Many products claim to read PAF databases, but only Unicode-based applications are fully able to read PAF databases. Even today, more than twenty years (!) since Unicode version 1.0, few genealogy applications are Unicode-based.

Ten years since the last PAF update, and more than a dozen years since the release of GEDCOM 5.5.1, few current applications are able read and write all four legal GEDCOM encodings.
In fact, several vendors are still peddling applications that do not support any of the four legal GEDCOM encodings, but only export to the explicitly illegal Windows ANSI encoding.

PAF's user interface is dated, but easy to use. Many current applications have a user interface that matches or exceeds PAF's dated looks, but do not begin to match its easy of use.

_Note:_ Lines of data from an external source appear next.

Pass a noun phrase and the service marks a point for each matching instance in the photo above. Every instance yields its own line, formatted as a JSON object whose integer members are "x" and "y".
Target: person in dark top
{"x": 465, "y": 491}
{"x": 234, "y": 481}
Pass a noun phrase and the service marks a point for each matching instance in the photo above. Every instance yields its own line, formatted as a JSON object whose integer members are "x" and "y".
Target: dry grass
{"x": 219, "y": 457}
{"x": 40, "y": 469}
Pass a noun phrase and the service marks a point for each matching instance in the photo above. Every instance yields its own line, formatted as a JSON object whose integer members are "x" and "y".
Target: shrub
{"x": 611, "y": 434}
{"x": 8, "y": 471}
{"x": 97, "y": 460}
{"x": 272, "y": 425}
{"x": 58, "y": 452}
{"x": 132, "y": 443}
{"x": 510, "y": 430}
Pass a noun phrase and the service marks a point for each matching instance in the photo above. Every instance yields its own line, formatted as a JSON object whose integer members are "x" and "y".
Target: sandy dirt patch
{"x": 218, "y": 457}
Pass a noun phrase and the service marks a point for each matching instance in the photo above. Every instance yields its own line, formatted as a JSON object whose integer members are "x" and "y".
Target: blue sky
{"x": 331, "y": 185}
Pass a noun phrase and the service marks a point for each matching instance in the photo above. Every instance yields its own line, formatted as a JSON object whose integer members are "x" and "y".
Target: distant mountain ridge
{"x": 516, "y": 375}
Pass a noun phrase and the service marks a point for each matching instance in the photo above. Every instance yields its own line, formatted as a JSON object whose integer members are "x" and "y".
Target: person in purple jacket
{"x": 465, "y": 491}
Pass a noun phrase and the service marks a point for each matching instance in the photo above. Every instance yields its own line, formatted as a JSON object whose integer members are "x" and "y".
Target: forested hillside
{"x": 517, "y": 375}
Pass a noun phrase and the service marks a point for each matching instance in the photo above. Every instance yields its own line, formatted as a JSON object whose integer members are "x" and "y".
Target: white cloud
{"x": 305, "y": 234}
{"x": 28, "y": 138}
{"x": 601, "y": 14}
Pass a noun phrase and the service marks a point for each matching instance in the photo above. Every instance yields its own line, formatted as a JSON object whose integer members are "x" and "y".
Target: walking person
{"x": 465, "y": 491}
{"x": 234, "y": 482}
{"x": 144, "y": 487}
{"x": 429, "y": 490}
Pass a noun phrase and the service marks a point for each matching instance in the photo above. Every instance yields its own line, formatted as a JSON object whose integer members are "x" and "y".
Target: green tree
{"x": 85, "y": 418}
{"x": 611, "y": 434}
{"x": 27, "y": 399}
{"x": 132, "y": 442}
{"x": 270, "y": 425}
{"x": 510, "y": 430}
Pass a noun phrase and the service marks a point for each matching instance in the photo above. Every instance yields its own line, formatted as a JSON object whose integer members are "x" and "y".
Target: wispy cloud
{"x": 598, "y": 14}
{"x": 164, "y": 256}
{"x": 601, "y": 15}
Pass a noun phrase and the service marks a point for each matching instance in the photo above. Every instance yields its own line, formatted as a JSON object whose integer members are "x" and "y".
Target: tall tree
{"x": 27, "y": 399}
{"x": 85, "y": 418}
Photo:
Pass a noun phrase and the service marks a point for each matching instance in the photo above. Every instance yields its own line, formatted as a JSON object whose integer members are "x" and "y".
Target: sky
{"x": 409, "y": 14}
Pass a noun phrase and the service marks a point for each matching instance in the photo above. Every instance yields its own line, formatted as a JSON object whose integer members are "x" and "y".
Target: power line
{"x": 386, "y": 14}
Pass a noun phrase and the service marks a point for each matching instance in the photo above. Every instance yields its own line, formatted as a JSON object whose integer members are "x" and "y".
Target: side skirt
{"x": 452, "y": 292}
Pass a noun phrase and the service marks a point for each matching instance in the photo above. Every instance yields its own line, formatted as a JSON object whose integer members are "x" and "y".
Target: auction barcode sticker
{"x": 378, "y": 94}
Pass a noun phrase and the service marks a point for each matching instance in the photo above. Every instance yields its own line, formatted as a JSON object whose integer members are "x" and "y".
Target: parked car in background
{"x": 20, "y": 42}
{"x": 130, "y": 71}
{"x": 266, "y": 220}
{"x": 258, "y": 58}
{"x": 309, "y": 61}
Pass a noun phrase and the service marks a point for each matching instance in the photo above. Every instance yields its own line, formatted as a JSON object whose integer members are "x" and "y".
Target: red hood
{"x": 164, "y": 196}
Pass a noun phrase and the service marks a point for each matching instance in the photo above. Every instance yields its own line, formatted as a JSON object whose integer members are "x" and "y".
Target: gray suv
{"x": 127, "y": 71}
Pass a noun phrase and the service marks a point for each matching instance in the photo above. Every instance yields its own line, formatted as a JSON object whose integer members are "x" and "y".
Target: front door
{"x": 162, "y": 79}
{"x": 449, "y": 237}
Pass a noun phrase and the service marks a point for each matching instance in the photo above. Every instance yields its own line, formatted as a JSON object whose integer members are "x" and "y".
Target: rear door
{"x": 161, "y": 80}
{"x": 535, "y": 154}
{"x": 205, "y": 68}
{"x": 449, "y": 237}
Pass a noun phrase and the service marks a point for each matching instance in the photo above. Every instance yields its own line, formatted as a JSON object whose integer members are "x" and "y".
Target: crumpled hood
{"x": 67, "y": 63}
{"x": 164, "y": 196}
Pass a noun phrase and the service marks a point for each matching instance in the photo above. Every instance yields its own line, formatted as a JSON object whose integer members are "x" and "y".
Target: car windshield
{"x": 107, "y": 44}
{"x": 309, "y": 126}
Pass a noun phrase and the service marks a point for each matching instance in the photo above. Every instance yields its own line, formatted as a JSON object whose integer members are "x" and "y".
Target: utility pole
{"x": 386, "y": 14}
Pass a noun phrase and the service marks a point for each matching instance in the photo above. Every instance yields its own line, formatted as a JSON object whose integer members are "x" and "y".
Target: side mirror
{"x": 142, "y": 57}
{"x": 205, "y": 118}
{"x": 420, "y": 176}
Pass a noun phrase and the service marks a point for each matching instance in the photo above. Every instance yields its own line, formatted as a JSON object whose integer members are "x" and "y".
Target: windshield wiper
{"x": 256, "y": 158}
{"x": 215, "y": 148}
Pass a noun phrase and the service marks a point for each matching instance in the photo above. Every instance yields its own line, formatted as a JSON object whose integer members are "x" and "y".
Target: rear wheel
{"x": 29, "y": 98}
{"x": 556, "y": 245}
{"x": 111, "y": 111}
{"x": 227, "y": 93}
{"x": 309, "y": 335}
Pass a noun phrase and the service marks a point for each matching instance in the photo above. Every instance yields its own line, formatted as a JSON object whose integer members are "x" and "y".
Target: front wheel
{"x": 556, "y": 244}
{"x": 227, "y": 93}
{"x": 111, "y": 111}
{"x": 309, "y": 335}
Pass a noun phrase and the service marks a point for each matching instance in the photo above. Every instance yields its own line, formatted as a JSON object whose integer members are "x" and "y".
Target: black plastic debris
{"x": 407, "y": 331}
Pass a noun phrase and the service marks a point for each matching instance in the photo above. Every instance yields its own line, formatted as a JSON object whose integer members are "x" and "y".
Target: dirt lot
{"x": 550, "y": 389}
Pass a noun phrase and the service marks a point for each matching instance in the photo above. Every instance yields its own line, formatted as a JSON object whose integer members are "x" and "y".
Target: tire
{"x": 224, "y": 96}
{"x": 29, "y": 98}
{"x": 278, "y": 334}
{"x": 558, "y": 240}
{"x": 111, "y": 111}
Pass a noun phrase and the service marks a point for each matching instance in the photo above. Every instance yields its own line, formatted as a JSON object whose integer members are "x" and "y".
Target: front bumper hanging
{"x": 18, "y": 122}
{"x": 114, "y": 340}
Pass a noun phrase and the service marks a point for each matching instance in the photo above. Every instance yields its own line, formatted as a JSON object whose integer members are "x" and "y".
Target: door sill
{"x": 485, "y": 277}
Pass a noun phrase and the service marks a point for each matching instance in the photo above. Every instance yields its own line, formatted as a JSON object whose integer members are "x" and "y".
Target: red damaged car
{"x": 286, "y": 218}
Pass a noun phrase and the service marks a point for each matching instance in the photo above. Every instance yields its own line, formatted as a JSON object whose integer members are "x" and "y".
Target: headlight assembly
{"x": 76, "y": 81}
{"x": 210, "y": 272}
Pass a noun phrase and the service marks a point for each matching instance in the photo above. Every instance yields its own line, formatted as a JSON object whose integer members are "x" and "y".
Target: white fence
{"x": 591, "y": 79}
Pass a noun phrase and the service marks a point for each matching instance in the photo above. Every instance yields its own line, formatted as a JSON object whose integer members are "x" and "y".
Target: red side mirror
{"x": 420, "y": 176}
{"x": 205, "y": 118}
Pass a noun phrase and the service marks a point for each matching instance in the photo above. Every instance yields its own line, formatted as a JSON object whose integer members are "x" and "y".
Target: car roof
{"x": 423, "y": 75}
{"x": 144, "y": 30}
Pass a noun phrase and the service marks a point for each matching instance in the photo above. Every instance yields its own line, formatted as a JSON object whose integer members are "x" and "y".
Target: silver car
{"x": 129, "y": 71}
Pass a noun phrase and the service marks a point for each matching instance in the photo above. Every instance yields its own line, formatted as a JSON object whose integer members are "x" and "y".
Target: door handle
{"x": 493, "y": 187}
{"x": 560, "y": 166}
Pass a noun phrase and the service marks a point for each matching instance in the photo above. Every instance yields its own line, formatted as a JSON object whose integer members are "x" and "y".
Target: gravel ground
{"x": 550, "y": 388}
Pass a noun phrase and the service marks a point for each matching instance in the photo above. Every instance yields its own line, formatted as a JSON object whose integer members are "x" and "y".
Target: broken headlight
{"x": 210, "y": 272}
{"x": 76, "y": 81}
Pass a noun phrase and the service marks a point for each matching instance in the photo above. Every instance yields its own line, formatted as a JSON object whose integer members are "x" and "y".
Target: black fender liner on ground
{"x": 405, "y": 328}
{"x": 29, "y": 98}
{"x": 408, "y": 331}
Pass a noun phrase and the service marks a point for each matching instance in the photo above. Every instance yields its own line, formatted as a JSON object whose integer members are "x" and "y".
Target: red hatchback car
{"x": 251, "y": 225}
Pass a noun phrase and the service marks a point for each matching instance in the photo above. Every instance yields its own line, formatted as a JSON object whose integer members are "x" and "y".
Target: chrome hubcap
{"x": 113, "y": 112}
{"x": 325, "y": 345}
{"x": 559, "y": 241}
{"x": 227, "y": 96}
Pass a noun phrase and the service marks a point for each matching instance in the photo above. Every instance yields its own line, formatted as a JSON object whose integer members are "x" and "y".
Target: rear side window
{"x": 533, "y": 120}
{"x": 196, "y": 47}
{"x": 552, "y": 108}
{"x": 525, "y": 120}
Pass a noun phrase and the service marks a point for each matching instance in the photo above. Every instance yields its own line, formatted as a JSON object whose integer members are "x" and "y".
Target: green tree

Few genealogy applications can handle large databases, and even fewer start and respond fast when used with a large database.
While PAF has gained a reputation for being stable and continues to run on the latest versions of Windows, the best-selling genealogy application is notoriously slow, buggy and unstable, and another ostensibly current application still does not even run on Windows Vista 64-bit, a major Windows version that was released more than five years ago.

PAF is stuck ten years in the past, but many ostensibly current products marketed today belong back in a previous millennium.

These genealogy software vendors suffer from featuritis; they keep focussing on feature lists while ignoring basic capabilities.
They claim all kinds of interesting sounding features when they release another version of their product, but at the same time, never bother to upgrade the dated design and technology that forms the foundation. When you look past their list of features to examine the product's basics, you see a product that hasn't had a real upgrade since its first version, often released long before PAF's latest update.

Sadly, the major reason for PAF users to stick with PAF is not that PAF is so great, but that most of the genealogy software being offered today still lacks the basic capabilities that PAF offered ten years ago already.
For most genealogy software users, a switch to the decade-old PAF would be an upgrade. PAF is stuck ten years in the past, but many ostensibly current products marketed today belong back in a previous millennium.